Swiss fund manager SUSI Partners acquired a 50 percent stake in AMS’ Southern California portfolio of distributed battery storage systems Monday.
The package includes more than 90 lithium-ion systems adding up to storage capacity of 63 megawatts and 340 megawatt-hours. AMS will continue to operate the assets.
AMS secured contracts with utility Southern California Edison back in 2014 to install batteries at commercial and industrial sites to lower both customer bills and grid demand in constrained areas. AMS owes the utility 50 megawatts and 200 megawatt-hours of capacity, but the company said recently it will build out its fleet to 62 megawatts and 352 megawatt-hours to allow for greater operational flexibility.
As of mid-March, AMS had brought online 27 megawatts and 142 megawatt-hours of energy storage capacity at 40 sites within SCE territory.
The SCE deal heralded the arrival of the still-nascent commercial storage market, but AMS soon found that developing large amounts of energy storage required more capital than a young startup could muster. It secured a partner in Macquarie’s Green Investment Group, which supplied $200 million in 2016 to bring the portfolio through the development phase.
Now Macquarie has sold half of the portfolio to SUSI to own for the long haul. The transaction illustrates how the distributed storage business model has evolved to incorporate larger sources of capital.
“SUSI’s entry into the U.S. and acquisition of a 50 percent stake in Macquarie’s behind-the-meter portfolio signals a leap in storage investments from just strategic in nature to those driven by the kind of economic returns generally expected of traditional energy assets,” said Ravi Manghani, energy storage director at Wood Mackenzie Power & Renewables.
The Southern California contracts are “golden,” Manghani added, thanks to the steady contracted revenue stream from the utility. Such a dependable offtaker hedges the risk associated with revenue from other sources, like customer payments or market participation.

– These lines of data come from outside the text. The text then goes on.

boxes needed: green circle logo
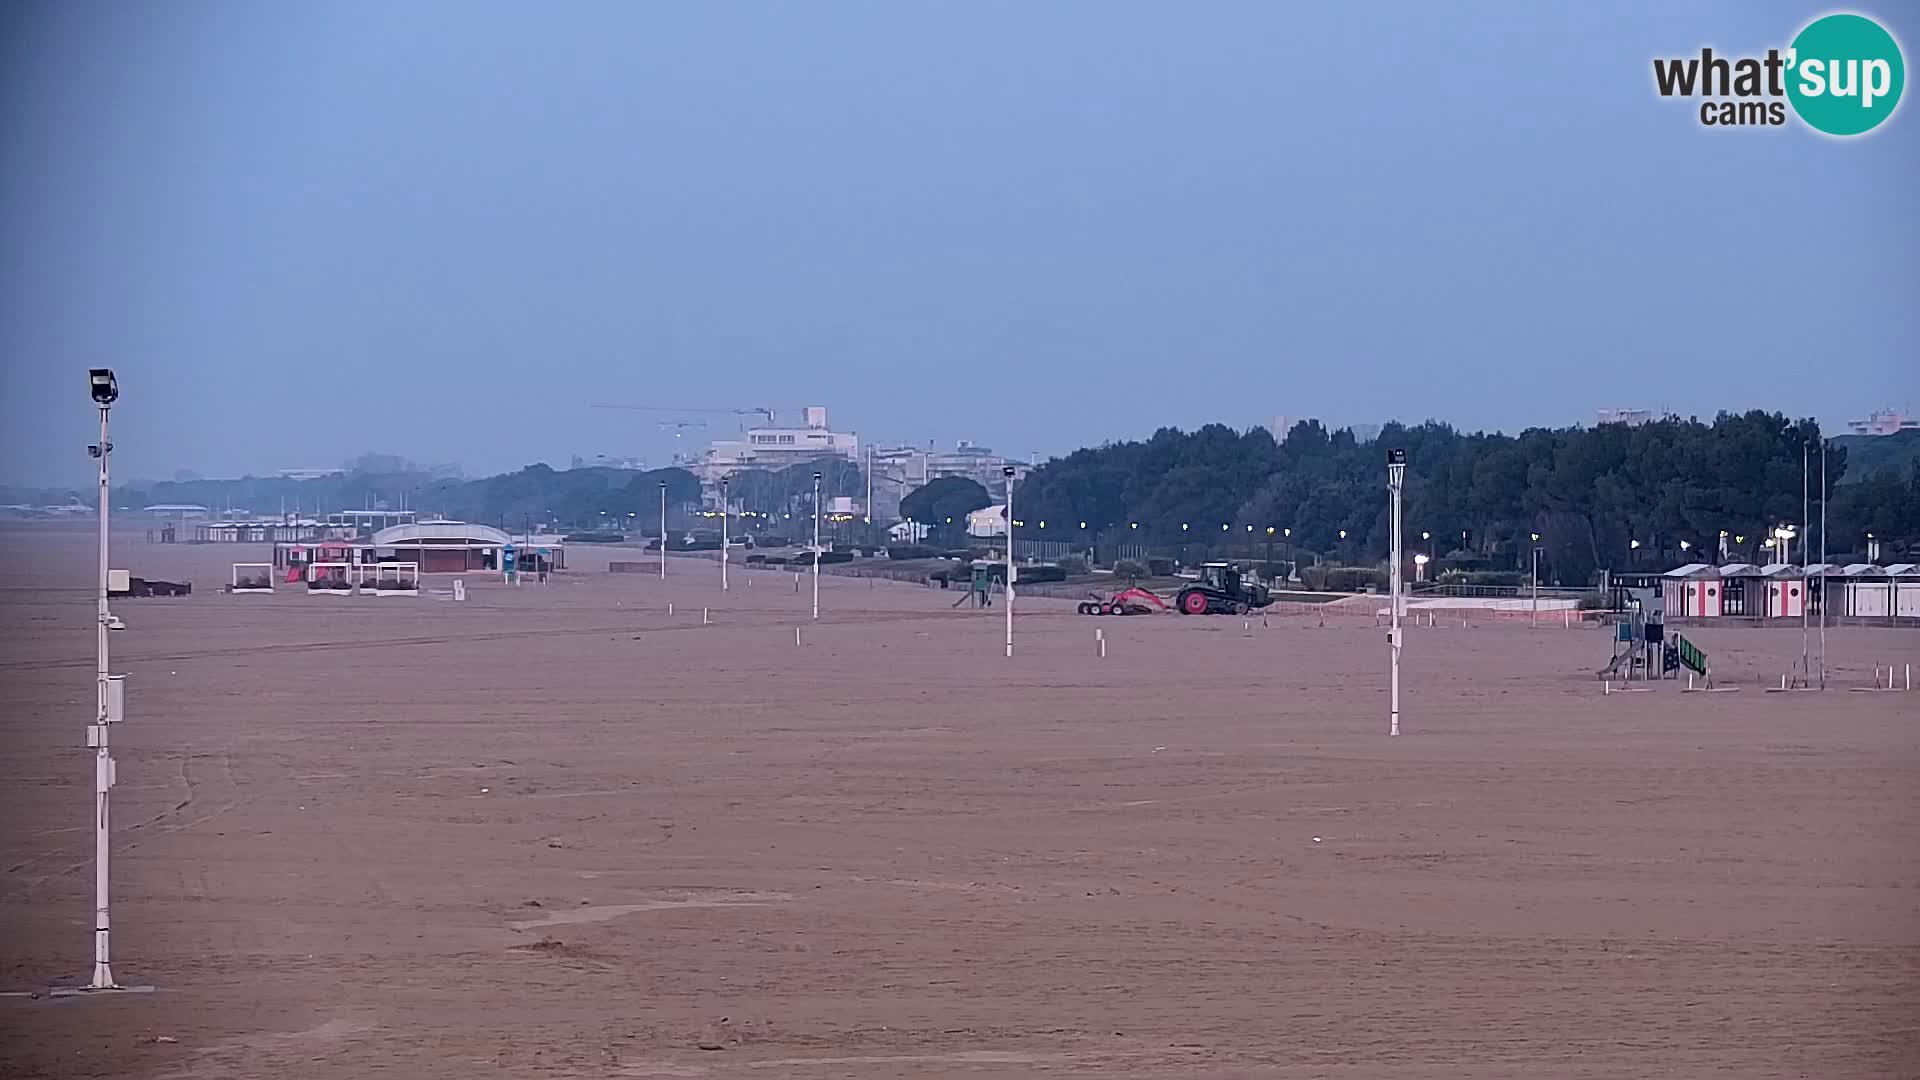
[1786,14,1905,136]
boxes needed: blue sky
[2,1,1914,485]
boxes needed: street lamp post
[1530,533,1542,627]
[1387,449,1406,737]
[1004,466,1016,658]
[811,471,821,620]
[659,482,668,581]
[720,476,730,592]
[86,369,123,990]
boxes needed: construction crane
[593,403,787,426]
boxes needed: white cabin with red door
[1662,563,1722,617]
[1759,564,1807,618]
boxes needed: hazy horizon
[4,2,1915,487]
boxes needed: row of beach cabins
[1654,562,1920,620]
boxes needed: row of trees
[1010,412,1920,586]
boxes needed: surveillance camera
[1385,448,1406,465]
[1002,465,1016,477]
[89,368,118,405]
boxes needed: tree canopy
[1012,412,1918,583]
[900,476,991,543]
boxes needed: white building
[1847,409,1920,436]
[698,407,857,479]
[968,503,1007,538]
[868,441,1028,523]
[1596,408,1654,427]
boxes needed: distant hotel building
[1596,408,1654,427]
[1847,409,1920,436]
[696,407,859,480]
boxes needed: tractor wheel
[1107,603,1126,616]
[1076,602,1091,615]
[1179,590,1210,615]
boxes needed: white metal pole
[811,472,821,621]
[720,479,729,592]
[1387,451,1405,737]
[91,403,117,989]
[1005,467,1015,659]
[1530,547,1539,627]
[1819,440,1828,689]
[1801,443,1809,681]
[659,483,667,581]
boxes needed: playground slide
[1596,652,1628,678]
[1673,634,1708,676]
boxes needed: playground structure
[1597,591,1712,688]
[230,563,274,593]
[1077,586,1172,616]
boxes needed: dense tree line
[1012,412,1920,586]
[117,464,704,532]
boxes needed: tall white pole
[1387,450,1405,737]
[811,471,821,621]
[91,401,118,989]
[659,482,668,581]
[720,478,730,592]
[1004,466,1015,659]
[1819,439,1828,689]
[1801,443,1809,680]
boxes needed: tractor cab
[1199,562,1239,592]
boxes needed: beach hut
[1662,563,1721,617]
[1759,563,1808,619]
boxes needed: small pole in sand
[794,626,802,647]
[668,602,674,616]
[702,607,710,625]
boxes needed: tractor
[1175,562,1271,615]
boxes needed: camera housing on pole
[1386,448,1406,737]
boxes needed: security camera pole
[1004,465,1016,658]
[86,369,123,989]
[658,481,668,581]
[1386,448,1406,737]
[811,470,822,620]
[720,475,730,592]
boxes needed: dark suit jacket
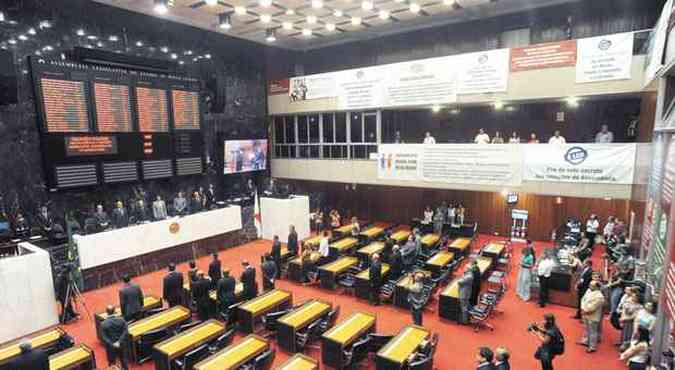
[241,267,258,299]
[217,276,236,308]
[192,278,211,305]
[119,282,143,319]
[389,252,402,279]
[163,271,183,304]
[477,362,496,370]
[577,266,593,292]
[369,260,382,287]
[262,260,277,281]
[100,315,129,361]
[6,348,49,370]
[287,231,298,256]
[208,260,222,283]
[111,208,128,228]
[271,240,282,262]
[495,360,510,370]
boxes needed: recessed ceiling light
[351,17,361,25]
[260,14,272,23]
[302,28,312,36]
[179,60,184,65]
[234,6,247,15]
[87,35,98,40]
[160,46,169,53]
[282,21,293,30]
[170,53,178,59]
[259,0,272,6]
[8,39,16,44]
[136,41,143,47]
[154,0,169,14]
[379,10,389,19]
[18,34,27,41]
[361,1,373,10]
[185,50,193,55]
[205,0,218,4]
[409,3,421,13]
[39,20,52,29]
[28,28,36,35]
[286,9,295,15]
[325,23,336,31]
[76,29,85,36]
[307,15,317,24]
[43,45,53,51]
[334,9,343,17]
[311,0,323,8]
[108,35,119,41]
[0,12,4,22]
[205,54,211,59]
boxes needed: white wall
[0,243,59,344]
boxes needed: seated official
[152,195,168,220]
[217,269,237,315]
[111,201,129,229]
[271,235,282,278]
[301,248,317,284]
[350,217,360,237]
[7,341,49,370]
[329,209,341,229]
[173,191,188,216]
[163,263,184,307]
[189,191,203,214]
[100,305,130,370]
[132,199,149,223]
[94,204,110,231]
[192,271,212,321]
[261,253,277,291]
[119,274,144,321]
[187,260,198,287]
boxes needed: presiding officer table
[276,299,332,352]
[322,312,376,369]
[354,263,390,300]
[194,334,269,370]
[0,327,66,367]
[127,306,191,362]
[237,289,293,333]
[319,256,359,289]
[274,353,318,370]
[152,319,226,370]
[49,344,95,370]
[376,325,430,370]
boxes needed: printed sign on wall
[576,32,634,83]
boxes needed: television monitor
[223,139,268,174]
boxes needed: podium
[260,195,310,241]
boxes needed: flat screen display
[41,78,90,133]
[94,82,132,132]
[223,139,267,174]
[136,86,169,132]
[172,90,200,130]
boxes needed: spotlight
[307,15,317,24]
[205,0,218,4]
[108,35,119,42]
[566,96,579,107]
[218,13,232,29]
[493,101,504,110]
[87,35,98,40]
[28,28,36,35]
[351,17,361,25]
[361,1,373,10]
[96,41,103,47]
[334,9,343,17]
[170,53,178,59]
[286,9,295,15]
[185,50,193,55]
[205,53,211,59]
[42,45,53,51]
[39,20,52,29]
[325,23,335,31]
[379,10,389,19]
[302,28,312,36]
[409,3,421,13]
[431,105,441,113]
[136,41,144,47]
[179,60,184,65]
[154,0,169,14]
[259,0,272,6]
[160,46,169,53]
[234,6,247,15]
[265,29,277,42]
[76,29,85,36]
[282,21,293,30]
[18,34,27,41]
[0,12,4,22]
[312,0,323,8]
[260,14,272,23]
[8,39,16,44]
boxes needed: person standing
[474,128,490,144]
[423,131,436,144]
[476,347,495,370]
[516,248,535,301]
[6,342,49,370]
[508,132,520,144]
[492,131,504,144]
[208,253,222,289]
[240,260,258,300]
[152,195,168,220]
[579,281,605,353]
[119,274,143,321]
[458,266,474,325]
[369,253,382,306]
[173,191,187,216]
[603,216,616,244]
[585,215,599,249]
[408,272,426,325]
[574,259,594,319]
[619,292,643,351]
[217,269,236,315]
[287,225,298,257]
[594,124,614,143]
[162,263,183,307]
[192,271,212,321]
[531,314,563,370]
[548,130,566,145]
[389,245,403,280]
[536,253,556,307]
[187,260,198,287]
[100,305,130,370]
[271,235,282,278]
[470,260,482,306]
[318,231,330,264]
[111,201,129,228]
[494,347,510,370]
[261,253,277,292]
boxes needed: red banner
[268,79,289,95]
[510,40,577,72]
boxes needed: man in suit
[579,281,605,353]
[94,204,110,231]
[152,195,168,220]
[162,263,183,307]
[389,245,403,280]
[261,253,277,291]
[241,260,258,300]
[192,271,212,321]
[217,269,237,315]
[119,274,143,321]
[5,342,49,370]
[208,253,222,290]
[476,347,495,370]
[574,259,594,319]
[458,266,474,325]
[369,253,383,306]
[100,305,130,370]
[287,225,298,257]
[470,260,481,306]
[271,235,282,278]
[111,201,129,228]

This marks the first U.S. investment for SUSI, a Swiss firm that invests on behalf of large institutions, and runs a rare fund dedicated to energy storage assets. That fund achieved final close in 2018 with 252 million euros. Previously, the ecosystem of storage asset owners in the U.S. was limited to just a few names, including Macquarie and Generate Capital.
Institutional investors have largely shied away from storage, which they consider newer and riskier than better-understood assets like wind and solar farms.
They could, however, play a vital role in the industry’s growth. Batteries are expensive to deploy, and generate returns over many years. If developers can find the capital to develop such projects, they still benefit from unloading them to free up capital for new projects.
Macquarie’s Green Investment Group prefers to focus on development and construction, said Rob Kupchak, Macquarie Capital senior managing director and head of Infrastructure and Energy Americas, in a statement.
“As our portfolio reaches a more mature stage with projects entering the operational phase, we are delighted to bring in SUSI as a partner,” he said.
SUSI described its investment decision not in terms of expected returns, but as a way to participate in California’s legislatively committed goal of zero-carbon electricity by 2045.
“We are thrilled with this transaction in light of the role the portfolio has as a critical enabler of California’s long-term energy transition policy and look forward to continue investing in the U.S. market,” SUSI Partners CIO Marco van Daele said in the announcement.
The commercial storage market remains almost entirely confined to California, which has passed a suite of supporting policies. Massachusetts and New York have assembled their own support structures for storage deployment, which could lead to a boom in the Northeast in the coming years.